My ex-husband used to tell me I was lucky he did not hit me. During one argument he got his rifle and cleaned it in the living room; I stayed in our bedroom wondering if he was going to shoot me or himself. During another argument in bed he clasped his hands together and began hitting the headboard. When he stopped, he said he had not hit me because he didn’t want to give me the satisfaction of calling the police.

The relationship did not start out that way — he could be charming and sweet — but over time he began to want control. I stayed with him for seven years. Emotional abuse wears down your spirit and makes it hard to leave.

Name Withheld

I am deeply disappointed The Sun has continued the falsehood that domestic violence is done by men against women and not the reverse. Hundreds of studies compiled by Dr. Martin S. Fiebert show that women beat their men about as often — and at all levels of severity. Even the Department of Justice acknowledges that such violence regularly happens in both directions.
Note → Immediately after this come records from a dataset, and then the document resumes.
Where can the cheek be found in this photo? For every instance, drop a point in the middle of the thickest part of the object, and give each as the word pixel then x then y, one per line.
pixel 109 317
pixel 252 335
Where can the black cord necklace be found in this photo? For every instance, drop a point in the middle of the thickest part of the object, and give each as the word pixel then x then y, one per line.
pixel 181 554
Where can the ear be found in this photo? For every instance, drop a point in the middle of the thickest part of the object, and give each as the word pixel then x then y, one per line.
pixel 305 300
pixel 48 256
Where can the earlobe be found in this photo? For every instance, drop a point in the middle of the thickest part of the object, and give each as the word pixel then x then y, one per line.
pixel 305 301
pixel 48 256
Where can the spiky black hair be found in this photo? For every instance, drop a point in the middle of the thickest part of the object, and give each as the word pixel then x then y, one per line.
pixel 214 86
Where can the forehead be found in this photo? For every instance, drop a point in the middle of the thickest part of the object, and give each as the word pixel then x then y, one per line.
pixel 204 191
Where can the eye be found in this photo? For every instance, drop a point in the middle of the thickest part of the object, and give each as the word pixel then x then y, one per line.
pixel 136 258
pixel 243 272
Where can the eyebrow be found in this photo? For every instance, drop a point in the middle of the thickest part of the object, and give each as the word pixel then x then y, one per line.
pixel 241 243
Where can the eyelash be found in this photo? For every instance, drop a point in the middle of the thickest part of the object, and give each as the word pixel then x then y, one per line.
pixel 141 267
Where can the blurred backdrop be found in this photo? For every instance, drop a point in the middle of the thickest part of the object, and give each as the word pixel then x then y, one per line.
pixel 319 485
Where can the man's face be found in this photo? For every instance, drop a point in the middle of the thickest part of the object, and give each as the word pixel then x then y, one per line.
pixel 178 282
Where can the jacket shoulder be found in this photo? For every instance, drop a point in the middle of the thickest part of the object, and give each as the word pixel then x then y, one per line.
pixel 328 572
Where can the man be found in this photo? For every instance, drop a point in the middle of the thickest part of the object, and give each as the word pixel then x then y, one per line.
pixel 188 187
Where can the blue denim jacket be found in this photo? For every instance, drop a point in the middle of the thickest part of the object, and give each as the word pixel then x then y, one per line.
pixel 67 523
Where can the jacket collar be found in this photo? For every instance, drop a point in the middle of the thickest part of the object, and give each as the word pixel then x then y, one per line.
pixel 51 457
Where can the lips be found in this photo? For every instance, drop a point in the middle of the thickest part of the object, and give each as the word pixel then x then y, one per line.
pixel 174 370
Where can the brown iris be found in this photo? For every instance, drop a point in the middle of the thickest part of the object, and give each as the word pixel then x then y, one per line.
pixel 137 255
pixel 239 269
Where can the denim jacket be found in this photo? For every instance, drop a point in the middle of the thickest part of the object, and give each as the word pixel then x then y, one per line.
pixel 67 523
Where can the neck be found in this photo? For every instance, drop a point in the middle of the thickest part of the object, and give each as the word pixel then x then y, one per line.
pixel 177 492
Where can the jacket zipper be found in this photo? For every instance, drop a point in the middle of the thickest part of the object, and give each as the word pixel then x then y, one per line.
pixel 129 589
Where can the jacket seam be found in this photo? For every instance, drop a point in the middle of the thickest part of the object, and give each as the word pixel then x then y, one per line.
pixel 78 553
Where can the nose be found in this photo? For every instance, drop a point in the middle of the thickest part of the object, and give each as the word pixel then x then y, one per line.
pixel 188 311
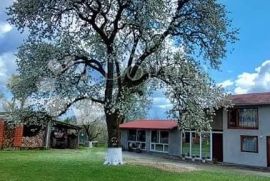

One of the leading cases won by litigator Marc Angelucci vindicated a male veteran who suffered domestic violence at the hands of his spouse over many years. I met and knew this man. I realize this is not politically convenient, but sometimes the truth has to be told whether it is easy or not. So often The Sun does just that.

Can we please set aside this futile scorekeeping and work together to create a better, more just world?

Steven Svoboda Richmond, California
Rachel Louise Snyder responds:

To Name Withheld: I’m so glad you managed to break free. Far too many aren’t able.

To Steven Svoboda: Men are indeed victims of domestic violence, and the numbers are fairly even when it comes to lower-level violence, such as emotional and verbal abuse, slaps, and so on. But the more lethal the violence, the more likely it is to be coming from a man. In domestic-violence homicides, for instance, women bear the brunt by overwhelming margins.

Also it is not simply a matter of who is doing what, but who has the power. Who is physically stronger? Who controls, for instance, finances and firearms? When you factor in these elements, it’s far and away women who pay a higher price.

More than a decade ago my father gave my family a gift subscription to The Sun. Perhaps because I’m not the sharpest tool in the shed, I ignored it for well over a year. Eventually I got around to your moving mix of beautifully written poetry and prose. Without fail, each issue challenges what I know — and what I think I know.

So often it’s simply the letters to the editor, from seemingly everyday people like me, that have the greatest impact. That tells me a lot about the culture and community you have created.